A thought not his own,
curling close, whispering where comfort should have been.

He drew a hand up to his temple, pressed hard as if he could crush the sound.
His breathing hitched once, then steadied,
but the steadiness was only surface.

The Divide’s hum had changed pitch.
Or maybe it was his ears.
The world felt a little tilted,
the air too thick, the color too pale.

He shut his eyes,
leaned back against the cold stone,
and let the sadness have him—
not as punishment,
but as gravity.

A necessary weight.
Something familiar.

For a long while he didn’t move.
And the unseen thing in his head didn’t either.
They simply sat together,
in the same body,
listening to the snow fall.

Ydoc sat on the stone bench still,
but his shoulders weren’t as sharp with guilt now.
They sank,
not as if he had been stabbed,
but as if the blade had been there all along,
and he’d simply learned to sit with it.

“It started with her shouting about cobblestone names…”

He spoke aloud, to no one.
But maybe the trees heard.
Or maybe the bench.
Or maybe the Divide itself, always listening when no one else does.

He let out a breath—
long, slow, quiet at the edges.

“Daughter of Pies…”
he muttered, a hint of a smirk twitching at his lips.

A pause.
Then a soft, helpless chuckle.
The kind people make when they miss something too recent to be called a memory,
but too distant to be called a moment.

The wind carried it away.

He remembered Froosta’s hands.
Too cold for someone so warm.
Napkin in hand.
Dabbing his face gently,
scolding with whispers,
as if embarrassed to show kindness too loudly.

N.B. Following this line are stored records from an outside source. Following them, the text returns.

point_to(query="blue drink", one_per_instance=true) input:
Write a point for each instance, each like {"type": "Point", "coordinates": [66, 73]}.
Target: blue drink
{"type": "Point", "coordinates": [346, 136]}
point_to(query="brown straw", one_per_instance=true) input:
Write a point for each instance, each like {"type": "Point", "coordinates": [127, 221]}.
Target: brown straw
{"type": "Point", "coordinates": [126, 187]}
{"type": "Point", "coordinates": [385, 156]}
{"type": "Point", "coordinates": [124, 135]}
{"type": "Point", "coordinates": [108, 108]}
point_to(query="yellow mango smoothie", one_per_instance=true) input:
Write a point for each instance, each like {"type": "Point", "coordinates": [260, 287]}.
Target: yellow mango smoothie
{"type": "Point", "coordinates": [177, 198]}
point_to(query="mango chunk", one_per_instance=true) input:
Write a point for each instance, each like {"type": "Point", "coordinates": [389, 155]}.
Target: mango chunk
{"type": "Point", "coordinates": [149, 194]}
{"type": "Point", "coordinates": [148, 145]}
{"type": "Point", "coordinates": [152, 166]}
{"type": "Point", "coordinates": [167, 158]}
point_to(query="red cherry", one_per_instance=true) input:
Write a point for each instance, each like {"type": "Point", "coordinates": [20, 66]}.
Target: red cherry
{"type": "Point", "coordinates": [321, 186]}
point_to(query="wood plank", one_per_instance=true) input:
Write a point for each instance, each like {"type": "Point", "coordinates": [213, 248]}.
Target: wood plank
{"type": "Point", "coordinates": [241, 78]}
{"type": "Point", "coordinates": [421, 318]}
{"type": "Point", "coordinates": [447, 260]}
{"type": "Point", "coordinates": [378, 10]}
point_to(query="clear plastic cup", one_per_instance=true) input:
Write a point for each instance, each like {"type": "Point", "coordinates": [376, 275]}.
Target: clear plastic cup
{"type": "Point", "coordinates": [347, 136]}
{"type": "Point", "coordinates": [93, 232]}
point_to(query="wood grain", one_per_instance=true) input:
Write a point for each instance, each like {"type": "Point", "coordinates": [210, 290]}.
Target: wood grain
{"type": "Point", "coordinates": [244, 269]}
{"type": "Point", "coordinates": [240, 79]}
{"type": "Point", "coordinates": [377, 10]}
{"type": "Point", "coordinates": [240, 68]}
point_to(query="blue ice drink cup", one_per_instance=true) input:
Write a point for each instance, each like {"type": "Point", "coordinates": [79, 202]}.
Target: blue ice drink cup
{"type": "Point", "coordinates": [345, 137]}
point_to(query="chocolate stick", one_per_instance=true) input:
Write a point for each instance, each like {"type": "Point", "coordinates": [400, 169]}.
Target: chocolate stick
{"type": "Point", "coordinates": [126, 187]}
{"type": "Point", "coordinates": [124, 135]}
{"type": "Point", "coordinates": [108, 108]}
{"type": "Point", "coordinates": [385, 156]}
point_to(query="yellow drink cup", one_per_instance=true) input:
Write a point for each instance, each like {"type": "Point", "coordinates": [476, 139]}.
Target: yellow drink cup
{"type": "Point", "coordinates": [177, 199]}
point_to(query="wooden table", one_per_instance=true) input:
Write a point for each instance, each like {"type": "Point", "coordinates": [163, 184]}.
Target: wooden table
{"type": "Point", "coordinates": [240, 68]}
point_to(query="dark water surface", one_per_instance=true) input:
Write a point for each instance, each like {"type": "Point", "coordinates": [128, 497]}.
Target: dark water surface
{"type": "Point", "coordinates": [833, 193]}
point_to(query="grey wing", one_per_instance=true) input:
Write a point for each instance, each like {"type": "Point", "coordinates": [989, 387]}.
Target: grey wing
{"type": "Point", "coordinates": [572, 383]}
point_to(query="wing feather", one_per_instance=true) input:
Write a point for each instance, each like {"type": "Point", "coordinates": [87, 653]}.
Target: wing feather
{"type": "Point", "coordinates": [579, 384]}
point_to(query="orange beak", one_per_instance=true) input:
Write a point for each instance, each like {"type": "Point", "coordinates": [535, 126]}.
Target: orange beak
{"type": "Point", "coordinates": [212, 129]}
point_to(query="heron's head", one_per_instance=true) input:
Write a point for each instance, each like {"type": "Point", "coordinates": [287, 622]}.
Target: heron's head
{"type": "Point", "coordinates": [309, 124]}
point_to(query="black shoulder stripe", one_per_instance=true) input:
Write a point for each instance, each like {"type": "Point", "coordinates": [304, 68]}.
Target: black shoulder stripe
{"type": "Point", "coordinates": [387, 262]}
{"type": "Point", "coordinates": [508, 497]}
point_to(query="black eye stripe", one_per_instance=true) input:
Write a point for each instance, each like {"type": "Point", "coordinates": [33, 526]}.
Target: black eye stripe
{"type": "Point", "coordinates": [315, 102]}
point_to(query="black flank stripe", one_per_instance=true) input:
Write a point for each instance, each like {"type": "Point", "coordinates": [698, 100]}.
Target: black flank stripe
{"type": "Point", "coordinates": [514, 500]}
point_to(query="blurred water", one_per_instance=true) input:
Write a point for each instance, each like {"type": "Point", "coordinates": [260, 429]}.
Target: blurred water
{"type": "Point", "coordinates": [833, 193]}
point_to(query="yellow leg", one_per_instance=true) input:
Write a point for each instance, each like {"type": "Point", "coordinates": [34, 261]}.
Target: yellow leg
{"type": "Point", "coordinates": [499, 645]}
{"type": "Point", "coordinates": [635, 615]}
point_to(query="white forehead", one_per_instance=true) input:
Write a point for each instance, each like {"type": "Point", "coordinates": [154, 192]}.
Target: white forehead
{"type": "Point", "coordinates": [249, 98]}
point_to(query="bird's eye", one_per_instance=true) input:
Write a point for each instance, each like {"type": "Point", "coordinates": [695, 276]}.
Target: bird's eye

“You got goo on you again.”

Ydoc let out a breath that sounded like a laugh, but wasn’t.
It faded.
Froosta’s face remained in his mind—
those big eyes,
that soft tremble of lip when trying to be brave.
The sheer amount of courage it took to walk Vexira home,
even if it meant missing everything.

“He’s too good.”
“Too kind.”

He hoped…
gods, he hoped they’d be okay.

Drip.
Drip.
Drip.

The sky answered.

A bead of moisture slid from the pine above,
struck a bare spot on the bench beside him.
He blinked slowly—
watched another one fall.
Then another.

The wind stirred.
Not harsh.
Not yet.

But it brought with it a feeling—
like someone brushing fingers through hair before they speak the bad news.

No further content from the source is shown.